Conference Posters Highlight Real-world Trends of Biosimilars, Reclassified Biologics

Posters from the Academy of Managed Care Pharmacy (AMCP)’s annual meeting examined the real-world patterns of biosimilar utilization and the impact of products that have been reclassified as biologics on Medicaid spending.

Real-world Patters of Oncology Biosimilars¹

Use of biosimilars was found to result in significant cost savings without requiring increased utilization other health care resources, suggesting that they are an ideal alternative to a reference, according to researchers at Intermountain Healthcare and SelectHealth.

Biosimilars offer patients and payers access to lower-cost alternatives to expensive reference products, and more research is needed to show the full financial and clinical impacts of increasing biosimilar utilization.

The researchers collected data on patient claims from SelectHealth, Medicaid, and commercial medial and pharmacy claims for bevacizumab, trastuzumab, and rituximab products between July 1, 2013 and September 21, 2021. In total, 1830 patients had claims for a reference product (Avastin, Herceptin, Rituxan, respectively) and 414 patients had claims for a biosimilar.

Two rituximab biosimilars (Truxima and Ruxience), 3 trastuzumab biosimilars (Ontruzant, Trazimera, and Kanjinti), and 2 bevacizumab biosimilars (Mvasi, Zirabev) were included in the analysis.

Biosimilars for the 3 molecules were found to be statistically significantly cheaper per claim, with cost per claim amounting to approximately $1056 less compared to claims for the reference products.
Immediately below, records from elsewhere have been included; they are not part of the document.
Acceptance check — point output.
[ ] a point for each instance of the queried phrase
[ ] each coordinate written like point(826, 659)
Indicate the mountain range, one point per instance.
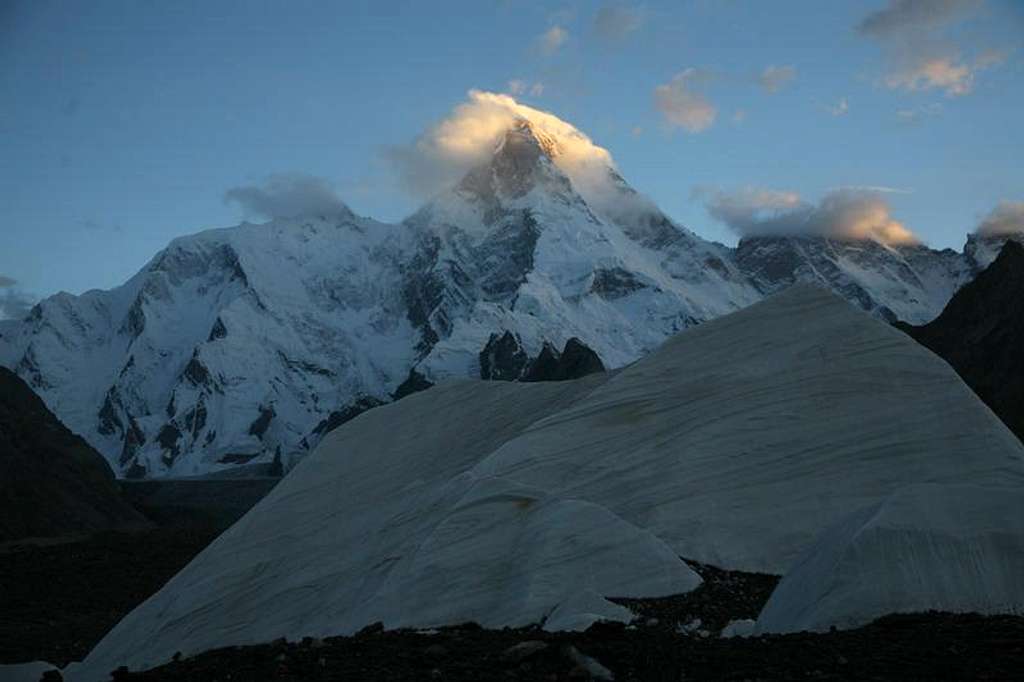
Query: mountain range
point(243, 346)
The authors said that this could results in significant cost savings per year for patients and payers.

When claims were divided by the number of patients per product, there were no significant differences observed in supportive care claims between them, suggesting that further investigation into the supportive care space is needed.

Impact of Reclassified Biologic Products on Medicaid Spending²

Although the BPCIA’s follow-on pathways were effective at promoting follow-on competition among long-acting insulins, millions more in savings for Medicaid could have been provided if biologic reclassification was done in 2010 instead of 2020.

Furthermore, if reclassification occurred in 2010, development time, drug patents, and other barriers would likely have delayed competitive biosimilars from entering the market. However, the products may have been able to enter the market before 2021.

The BPCIA is the regulatory work that established the approval pathway for biologics and biosimilars. In 2020, some products, such as insulins, growth hormones, digestive enzymes, that were approved by the FDA using new drug applications were reclassified as biologics as a way to increase competition.

To understand the current level of market competition, the researchers collected data from the Medicaid State Drug Utilization Data between 1991 and 2021 for all reclassified drugs. Afterwards, they estimated the cost of the 10-year preparation period for long-acting insulin products, essentially providing another 10 years of exclusivity for the reference product (Lantus).

The estimated difference in gross reimbursement from 2010 and 2020 was found to be about $4.5 million in missed savings for Medicaid.

The investigators said that the ultimate impact of the BPCIA is still unknown and the introduction of Semglee (insulin glargine), the first biosimilar to receive interchangeability status in the United States, showed promise for additional insulin competition and future interchangeable biologic products.

Semglee entered the market in late 2020 and was automatically priced lower than Lantus and Basaglar. The authors theorized that net costs for insulin glargine could be further reduces as more competitive products like Semglee enter the market.

“Continuing this analysis in 5-10 years will reveal the actual impact of any additional competitors on the reimbursement levels for insulins, growth hormones, enzymes, and other biologic classes,” the investigators said.

Reference

1. Matlock AS, Koch C, Beal A. Real world healthcare costs, utilization, and treatment patterns of biosimilar oncology medication. Presented at: Academy of Managed Care Pharmacy 2022 Annual Meeting; March 29-April 1; Chicago, IL. Poster C15.
2. Carlson EL, Schondelmeyer SW. Estimating the impact of reclassified biologic products under the Biologics Price Competition and Innovation Act on Medicaid spending. Presented at: Academy of Managed Care Pharmacy 2022 Annual Meeting; March 29-April 1; Chicago, IL. Poster U41.